The algorithm was designed to look for a match of a pattern string p in a string s. However, now we need to deal with another problem: look at two long strings of length n and T to see if they have a common substring of length L. This seems like a more difficult problem to deal with, but we can still use Rollinghash to make its complexity O (n). We adopt a similar strategy:

    1. The first substring length of the hash s is the time complexity of L: O (L)
    2. Use the rolling hash to calculate all O (n) substrings of S, and then add each substring to a hash table with the time complexity: O (N)
    3. The first length of a hash t is a substring of L with time complexity: O (L)
    4. Use the rolling hash method to calculate all O (n) substrings of T, and check Hashtable for each substring to see if it can hit.
    5. If a substring of T hits a substring of S, then a match is made and if the equality continues, the match is stopped. Time complexity: O (L)

However, the number of times to keep Running is O (n), and again we need to pay attention to limiting the number of "hash collisions" to reduce the need for us to enter step 5来 to make unnecessary matches. This time, if the size of our hashtable is O (n), then the hit complexity we expect for each substring of T is O (1) (worst case scenario). This results in an O (n) Comparison of the strings, with a total complexity of O (NL), which makes the string comparison a bottleneck here. We can enlarge the size of the Hashtable, while modifying our hash function so that our Hashtable has O (square of N) slots (slots refer to the cells that are really used to store data in the hash table), so that for each t substring, the possible collisions are lowered to O (1/n).

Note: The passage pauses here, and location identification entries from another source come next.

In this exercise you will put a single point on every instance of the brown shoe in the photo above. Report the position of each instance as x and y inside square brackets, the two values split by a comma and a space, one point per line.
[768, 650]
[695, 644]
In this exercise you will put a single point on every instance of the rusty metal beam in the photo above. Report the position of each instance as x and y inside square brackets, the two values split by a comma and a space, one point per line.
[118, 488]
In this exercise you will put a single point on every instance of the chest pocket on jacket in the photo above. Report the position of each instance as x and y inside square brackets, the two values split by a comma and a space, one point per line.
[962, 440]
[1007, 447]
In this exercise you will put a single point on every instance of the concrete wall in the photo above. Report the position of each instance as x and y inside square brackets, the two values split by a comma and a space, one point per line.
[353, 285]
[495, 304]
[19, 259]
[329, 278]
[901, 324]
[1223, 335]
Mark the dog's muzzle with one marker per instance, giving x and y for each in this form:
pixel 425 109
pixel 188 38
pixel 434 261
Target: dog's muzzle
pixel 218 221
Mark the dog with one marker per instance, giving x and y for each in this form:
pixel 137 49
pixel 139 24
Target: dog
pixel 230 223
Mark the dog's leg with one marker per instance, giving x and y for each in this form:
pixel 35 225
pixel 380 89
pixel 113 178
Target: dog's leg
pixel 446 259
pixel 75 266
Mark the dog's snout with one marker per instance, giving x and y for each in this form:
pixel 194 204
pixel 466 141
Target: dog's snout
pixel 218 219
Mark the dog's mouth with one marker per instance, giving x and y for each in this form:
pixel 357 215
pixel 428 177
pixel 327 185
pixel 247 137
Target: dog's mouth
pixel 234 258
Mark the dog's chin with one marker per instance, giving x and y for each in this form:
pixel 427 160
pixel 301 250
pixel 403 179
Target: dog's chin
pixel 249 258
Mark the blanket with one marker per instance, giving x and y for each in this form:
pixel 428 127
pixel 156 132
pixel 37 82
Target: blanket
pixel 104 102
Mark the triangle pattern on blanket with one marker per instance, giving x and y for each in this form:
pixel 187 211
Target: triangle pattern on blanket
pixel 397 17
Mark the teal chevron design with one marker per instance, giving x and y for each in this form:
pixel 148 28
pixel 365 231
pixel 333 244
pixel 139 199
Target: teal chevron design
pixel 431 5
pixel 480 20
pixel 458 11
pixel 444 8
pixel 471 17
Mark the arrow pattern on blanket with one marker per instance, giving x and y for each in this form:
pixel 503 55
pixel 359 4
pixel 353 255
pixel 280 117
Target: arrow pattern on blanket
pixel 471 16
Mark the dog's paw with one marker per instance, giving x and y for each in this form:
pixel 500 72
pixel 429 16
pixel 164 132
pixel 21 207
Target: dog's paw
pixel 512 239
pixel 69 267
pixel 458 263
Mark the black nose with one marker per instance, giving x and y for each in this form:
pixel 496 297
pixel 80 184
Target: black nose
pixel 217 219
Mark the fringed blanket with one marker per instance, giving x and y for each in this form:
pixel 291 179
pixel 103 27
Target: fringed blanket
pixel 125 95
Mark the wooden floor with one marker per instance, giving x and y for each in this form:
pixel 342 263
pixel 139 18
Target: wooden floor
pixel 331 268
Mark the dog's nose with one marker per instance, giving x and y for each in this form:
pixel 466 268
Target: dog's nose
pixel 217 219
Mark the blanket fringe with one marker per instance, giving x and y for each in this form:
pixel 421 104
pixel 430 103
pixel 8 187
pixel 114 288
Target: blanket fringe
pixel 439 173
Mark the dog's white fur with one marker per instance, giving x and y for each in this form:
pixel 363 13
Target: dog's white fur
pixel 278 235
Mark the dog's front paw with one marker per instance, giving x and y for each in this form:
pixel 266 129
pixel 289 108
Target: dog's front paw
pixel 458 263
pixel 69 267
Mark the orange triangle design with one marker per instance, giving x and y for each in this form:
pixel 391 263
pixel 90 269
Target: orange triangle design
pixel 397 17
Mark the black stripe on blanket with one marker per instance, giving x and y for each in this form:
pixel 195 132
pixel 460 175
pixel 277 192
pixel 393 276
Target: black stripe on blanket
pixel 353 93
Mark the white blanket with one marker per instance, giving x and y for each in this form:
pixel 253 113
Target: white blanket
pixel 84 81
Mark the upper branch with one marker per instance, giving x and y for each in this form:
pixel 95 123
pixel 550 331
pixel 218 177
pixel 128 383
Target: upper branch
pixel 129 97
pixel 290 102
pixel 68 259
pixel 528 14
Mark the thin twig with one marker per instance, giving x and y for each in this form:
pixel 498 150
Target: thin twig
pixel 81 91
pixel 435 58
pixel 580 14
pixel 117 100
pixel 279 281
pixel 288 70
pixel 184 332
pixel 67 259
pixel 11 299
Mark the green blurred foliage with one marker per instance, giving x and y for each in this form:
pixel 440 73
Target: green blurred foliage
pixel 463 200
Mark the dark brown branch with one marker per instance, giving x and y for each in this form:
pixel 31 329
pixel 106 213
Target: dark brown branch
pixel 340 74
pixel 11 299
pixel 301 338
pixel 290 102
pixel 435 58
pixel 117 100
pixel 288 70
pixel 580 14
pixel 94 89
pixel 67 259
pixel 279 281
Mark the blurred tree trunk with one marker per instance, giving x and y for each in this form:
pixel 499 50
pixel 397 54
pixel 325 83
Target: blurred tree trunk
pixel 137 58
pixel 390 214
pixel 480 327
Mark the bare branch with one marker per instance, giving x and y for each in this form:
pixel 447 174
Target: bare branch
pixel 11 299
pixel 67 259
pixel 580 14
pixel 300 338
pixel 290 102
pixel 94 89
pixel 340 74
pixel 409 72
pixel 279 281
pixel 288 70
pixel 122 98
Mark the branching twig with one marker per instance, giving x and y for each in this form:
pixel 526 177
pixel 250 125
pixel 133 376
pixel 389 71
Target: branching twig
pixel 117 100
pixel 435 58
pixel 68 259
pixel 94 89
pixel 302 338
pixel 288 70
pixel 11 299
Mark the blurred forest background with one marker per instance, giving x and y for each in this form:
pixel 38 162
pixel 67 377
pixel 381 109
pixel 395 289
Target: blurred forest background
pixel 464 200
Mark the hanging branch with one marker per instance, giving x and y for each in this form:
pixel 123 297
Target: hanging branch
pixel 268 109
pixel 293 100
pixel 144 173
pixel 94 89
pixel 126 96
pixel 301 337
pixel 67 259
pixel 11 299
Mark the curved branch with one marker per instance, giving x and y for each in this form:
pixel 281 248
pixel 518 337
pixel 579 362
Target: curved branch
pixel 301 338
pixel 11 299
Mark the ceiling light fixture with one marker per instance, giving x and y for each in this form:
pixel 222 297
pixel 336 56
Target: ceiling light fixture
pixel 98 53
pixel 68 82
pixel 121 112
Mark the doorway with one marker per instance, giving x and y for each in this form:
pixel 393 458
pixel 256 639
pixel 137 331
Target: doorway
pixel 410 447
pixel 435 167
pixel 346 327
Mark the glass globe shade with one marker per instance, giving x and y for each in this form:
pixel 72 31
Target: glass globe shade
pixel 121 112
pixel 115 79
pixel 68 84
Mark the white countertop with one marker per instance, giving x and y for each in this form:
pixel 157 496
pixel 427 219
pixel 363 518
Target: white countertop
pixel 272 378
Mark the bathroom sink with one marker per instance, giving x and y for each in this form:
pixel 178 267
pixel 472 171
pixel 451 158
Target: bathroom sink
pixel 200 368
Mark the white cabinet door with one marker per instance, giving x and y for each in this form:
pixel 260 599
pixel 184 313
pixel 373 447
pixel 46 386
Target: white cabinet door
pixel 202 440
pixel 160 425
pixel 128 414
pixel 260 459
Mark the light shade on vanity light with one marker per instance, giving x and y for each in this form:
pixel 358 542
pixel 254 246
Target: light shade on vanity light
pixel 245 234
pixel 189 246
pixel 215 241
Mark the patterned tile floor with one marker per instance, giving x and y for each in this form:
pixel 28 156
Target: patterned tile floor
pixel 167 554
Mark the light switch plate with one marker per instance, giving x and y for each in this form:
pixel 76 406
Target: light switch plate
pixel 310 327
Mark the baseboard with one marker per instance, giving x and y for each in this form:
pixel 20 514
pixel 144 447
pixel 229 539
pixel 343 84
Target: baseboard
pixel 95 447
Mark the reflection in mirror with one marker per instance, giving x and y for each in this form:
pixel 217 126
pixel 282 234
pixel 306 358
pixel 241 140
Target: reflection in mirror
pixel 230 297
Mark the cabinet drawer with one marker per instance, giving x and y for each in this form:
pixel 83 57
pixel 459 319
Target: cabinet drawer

This solves our problem and makes the whole problem complex still O (n), but we may not need to create such a large hashtable like this to consume unnecessary resources.
Instead, we'll take advantage of the string signature to replace the practice of consuming more storage resources, and we'll assign a hash value to each substring, called H (k). Note that this h (k) ' hash function eventually maps the string to a range of 0 to n squared instead of 0 to n above. Now when we generate a hash collision in Hashtable, we can first compare the signatures of two strings before we make the final "expensive" string comparisons, and we can skip string comparisons if the signatures do not match. For two substrings K1 and K2, we do a final string comparison only if H (K1) =h (K2) and H (K1) ' =h (K2) '. For a good H (k) ' hash function, this will greatly reduce the string alignment, making the complexity of the alignment close to O (n), limiting the complexity of the common substring problem to O (n).

Two-dimensional expansion

http://novoland.github.io/%E7%AE%97%E6%B3%95/2014/07/26/Hash%20&%20Rabin-Karp%E5%AD%97%E7%AC%A6%E4%B8%B2% E6%9f%a5%e6%89%be%e7%ae%97%e6%b3%95.html
Reference from:
http://blog.csdn.net/yanghua_kobe/article/details/8914970
http://novoland.github.io/%E7%AE%97%E6%B3%95/2014/07/26/Hash%20&%20Rabin-Karp%E5%AD%97%E7%AC%A6%E4%B8%B2% E6%9f%a5%e6%89%be%e7%ae%97%e6%b3%95.html
http://blog.csdn.net/chenhanzhun/article/details/39895077

Rolling Hash (Rabin-karp algorithm) match string

Contact Us

The content source of this page is from Internet, which doesn't represent Alibaba Cloud's opinion; products and services mentioned on that page don't have any relationship with Alibaba Cloud. If the content of the page makes you feel confusing, please write us an email, we will handle the problem within 5 days after receiving your email.

If you find any instances of plagiarism from the community, please send an email to: info-contact@alibabacloud.com and provide relevant evidence. A staff member will contact you within 5 working days.

A Free Trial That Lets You Build Big!

Start building with 50+ products and up to 12 months usage for Elastic Compute Service

  • Sales Support

    1 on 1 presale consultation

  • After-Sales Support

    24/7 Technical Support 6 Free Tickets per Quarter Faster Response

  • Alibaba Cloud offers highly flexible support services tailored to meet your exact needs.